His Doctor told him not to be concerned, that there are various other factors that can play into the CA-19 reading, however, it's hard not to be concerned.  When he was first diagnosed, his CA-19 was up around 100.  He has a CT scan and will get his CA-19 tested again on 12/5.  I have read that this number isn't a great way to detect a recurrence, but I know that it is used along with a CT scan.  Has anyone experienced a gradual increase in their CA-19 without any other sign of a recurrence?  He looks and feels great and has been gaining weight back slowly.  All of his other tests are exceptional.  Thanks!



(45 replies, posted in Good News / What's Working)

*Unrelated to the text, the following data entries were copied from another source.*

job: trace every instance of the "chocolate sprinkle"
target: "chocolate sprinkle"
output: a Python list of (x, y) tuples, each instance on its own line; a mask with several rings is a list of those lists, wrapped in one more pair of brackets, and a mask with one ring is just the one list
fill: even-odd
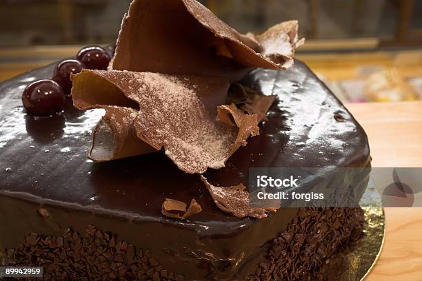
[(247, 280), (324, 280), (319, 268), (343, 245), (357, 240), (365, 223), (361, 208), (301, 209), (286, 231), (270, 243), (264, 261)]
[(57, 236), (31, 233), (16, 249), (0, 249), (0, 266), (23, 265), (42, 267), (44, 280), (185, 280), (165, 270), (148, 251), (92, 225), (83, 236), (70, 228)]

Just another quick update...my dad could not handle the gem/ox combo, so he is now just doing 3 weeks on and 1 week off of gem.  We went 10/3 and they decreased his dose by 25% because of his platelet count.  He will be done on 11/1.  He will get a base line CT scan, then it's just back for regular CT scans and blood work.  His Doctor was not there, so we asked the nurse how often he would get scans and she thought maybe twice a year.  I thought that was a little too spread out, so we will see what the Doctor has to say.  His CA-19 is still hovering around 26 which is fantastic!  Other than the chemo completely making him sick to his stomach, he is doing A OK!  His Doctor called him 1 in 1,000!  I find it very difficult not to keep worrying...I don't want to get too excited, but I feel like we should celebrate his good health.  We are very blessed and we thank God everyday for each day he gives to our family.